Dermatology billing is always determined by the documentation contained in the medical record. Without thorough documentation, codes cannot be assigned accurately for clean claims. With the conversion to ICD-10-CM, dermatology billing is going to be even cleaner, provided the documentation is there to support it.
The amount charged by an outpatient dermatology practice is determined by the procedures performed in the office. Charges are linked to specific procedure codes. The more complex the procedure, the higher the reimbursement. This is based on practice and professional resources expended to provide the service. Under the current reimbursement system, ICD-9-CM codes are matched to procedure codes to justify medical necessity.
It has been recognized for years that ICD-9-CM does not contain the level of specificity required to accurately report medical necessity for many of the procedures performed in the field. Physicians read the code from the alphabetical index of ICD-9-CM Volume 2, and they assign a code without consulting the tabular list in Volume 1. More often than not, the result will be an unspecified code, and, more often than not, the claim will be paid without question. Payment is not proof that a clean claim has been submitted.
When a certified medical coder or biller reviews the medical record, he or she can usually find a more applicable code to describe the patient’s condition. Diagnostic coding does not usually effect procedural coding. This isn’t always the case in dermatology billing, as every dermatologist who excises neoplasms knows, but it is true more often than not. An inappropriate diagnosis code only affects reimbursement when the diagnosis is medically unbelievable, like a skin biopsy for hypertension.
Under ICD-9, because the system only contains only about 13,000 codes, many medical conditions that are documented in the medical record can only be assigned codes that are vague, unspecified, or that describe a wide range of similar, but distinct, pathologies.
ICD-10 contains approximately 68,000 codes. The new system is designed to better describe specific medical conditions, packing as much information as possible into a series of characters up to seven in length. The new diagnostic coding system will allow payers to set up more detailed edits to determine if medical necessity requirements are met.
ICD-10 is not being adopted to provide a means of rejecting more outpatient dermatology claims. On the contrary, it is being implemented on an industry-wide basis to more accurately report the services performed and why they were performed. It is expected that the new system will root out cases of fraud and abuse, but thorough documentation and accurate coding should result in faster claim turnaround, fewer appeals, and more accurate reimbursement.
The documentation contained in the patient’s medical record should already contain sufficient information to assign accurate ICD-10 diagnosis codes. That said, the information needed to assign correct ICD-10-CM codes is somewhat different from that needed to assign ICD-9-CM codes.
Consider the common dermatological condition of urticaria. Under ICD-9 methodology, urticaria falls in the 708 code set, requiring one additional digit. Under ICD-9, if the medical record states, “urticaria,” the code 708.9 is assigned, Urticaria, unspecified. If the medical record states, “allergic urticaria,” the code 708.0 is assigned, Allergic urticaria. In ICD-9-CM, there are eight codes used to describe urticaria.

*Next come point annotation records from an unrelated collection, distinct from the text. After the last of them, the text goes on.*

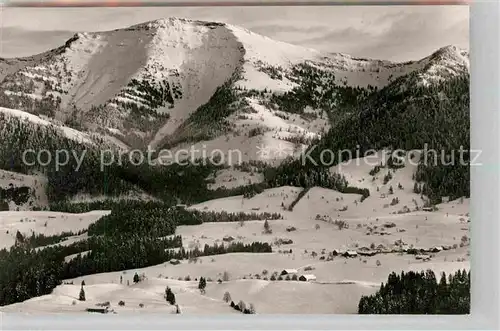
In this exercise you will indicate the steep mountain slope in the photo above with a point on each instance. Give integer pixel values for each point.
(172, 81)
(181, 84)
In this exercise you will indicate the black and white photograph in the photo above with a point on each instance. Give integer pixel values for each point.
(235, 160)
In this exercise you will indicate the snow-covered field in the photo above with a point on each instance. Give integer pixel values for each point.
(315, 234)
(42, 222)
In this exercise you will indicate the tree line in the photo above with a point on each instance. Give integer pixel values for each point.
(420, 293)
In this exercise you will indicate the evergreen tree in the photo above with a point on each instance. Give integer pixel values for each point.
(202, 285)
(82, 294)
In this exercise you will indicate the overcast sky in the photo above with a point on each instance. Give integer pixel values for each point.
(396, 33)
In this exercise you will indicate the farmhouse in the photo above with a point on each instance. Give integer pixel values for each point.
(288, 272)
(307, 278)
(104, 310)
(350, 254)
(367, 252)
(174, 261)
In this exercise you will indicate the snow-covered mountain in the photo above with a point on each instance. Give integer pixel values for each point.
(172, 81)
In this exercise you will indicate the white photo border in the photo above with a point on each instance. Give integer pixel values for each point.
(485, 229)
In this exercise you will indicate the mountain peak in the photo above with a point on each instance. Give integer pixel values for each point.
(452, 52)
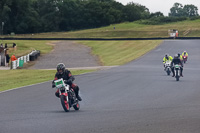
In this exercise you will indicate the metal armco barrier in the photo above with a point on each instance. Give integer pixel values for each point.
(30, 57)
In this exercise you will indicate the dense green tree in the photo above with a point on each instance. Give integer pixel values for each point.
(178, 10)
(190, 10)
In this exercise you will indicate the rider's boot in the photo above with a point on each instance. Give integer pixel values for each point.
(181, 74)
(57, 93)
(79, 98)
(173, 74)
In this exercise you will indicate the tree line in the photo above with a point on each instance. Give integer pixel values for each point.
(35, 16)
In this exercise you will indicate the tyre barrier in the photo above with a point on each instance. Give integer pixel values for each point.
(34, 55)
(21, 60)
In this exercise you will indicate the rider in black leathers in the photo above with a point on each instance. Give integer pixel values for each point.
(176, 60)
(68, 78)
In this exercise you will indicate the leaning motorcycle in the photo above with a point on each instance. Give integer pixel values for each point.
(67, 95)
(184, 58)
(168, 67)
(177, 71)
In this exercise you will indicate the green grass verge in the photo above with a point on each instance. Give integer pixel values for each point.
(18, 78)
(128, 30)
(119, 52)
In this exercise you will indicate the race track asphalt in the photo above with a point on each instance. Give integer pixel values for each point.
(137, 97)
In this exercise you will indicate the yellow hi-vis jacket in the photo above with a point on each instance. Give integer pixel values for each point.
(169, 58)
(185, 54)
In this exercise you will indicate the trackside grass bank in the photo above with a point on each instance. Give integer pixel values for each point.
(113, 53)
(127, 30)
(25, 46)
(17, 78)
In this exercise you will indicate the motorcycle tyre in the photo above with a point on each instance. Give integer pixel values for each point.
(77, 106)
(177, 77)
(65, 105)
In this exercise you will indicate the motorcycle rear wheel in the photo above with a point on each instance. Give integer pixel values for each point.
(177, 76)
(77, 106)
(64, 103)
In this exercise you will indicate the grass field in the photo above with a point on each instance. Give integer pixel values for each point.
(18, 78)
(128, 30)
(119, 52)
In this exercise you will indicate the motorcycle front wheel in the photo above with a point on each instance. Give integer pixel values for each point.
(65, 103)
(77, 106)
(177, 76)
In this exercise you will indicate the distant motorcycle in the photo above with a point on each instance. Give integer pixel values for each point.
(168, 67)
(67, 96)
(177, 70)
(184, 58)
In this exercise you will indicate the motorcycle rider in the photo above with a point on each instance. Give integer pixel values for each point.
(185, 54)
(166, 58)
(68, 79)
(175, 61)
(180, 57)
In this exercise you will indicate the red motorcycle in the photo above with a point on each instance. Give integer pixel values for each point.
(184, 58)
(67, 95)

Using ICD-10-CM, there are a number of separate codes used to describe urticaria. L50.0 describes a reaction due to drugs, food, and inhalants. If the patient presents with solar urticaria, a different code is used. L56.2 will be used on a healthcare claim for a patient with solar urticaria. Under ICD-9-CM this diagnosis is usually assigned 708.0 or, rarely, 708.8, Other specified urticaria. ICD-10-CM will eliminate the confusion behind assigning the codes by providing a specific code dedicated to solar urticaria.
This information should already be apparent in the medical record, but it will take a professional medical biller or coder to navigate ICD-10 to find the precise code definition that matches the documented diagnosis. When the right codes are used to bill, maximum, efficient reimbursement will follow.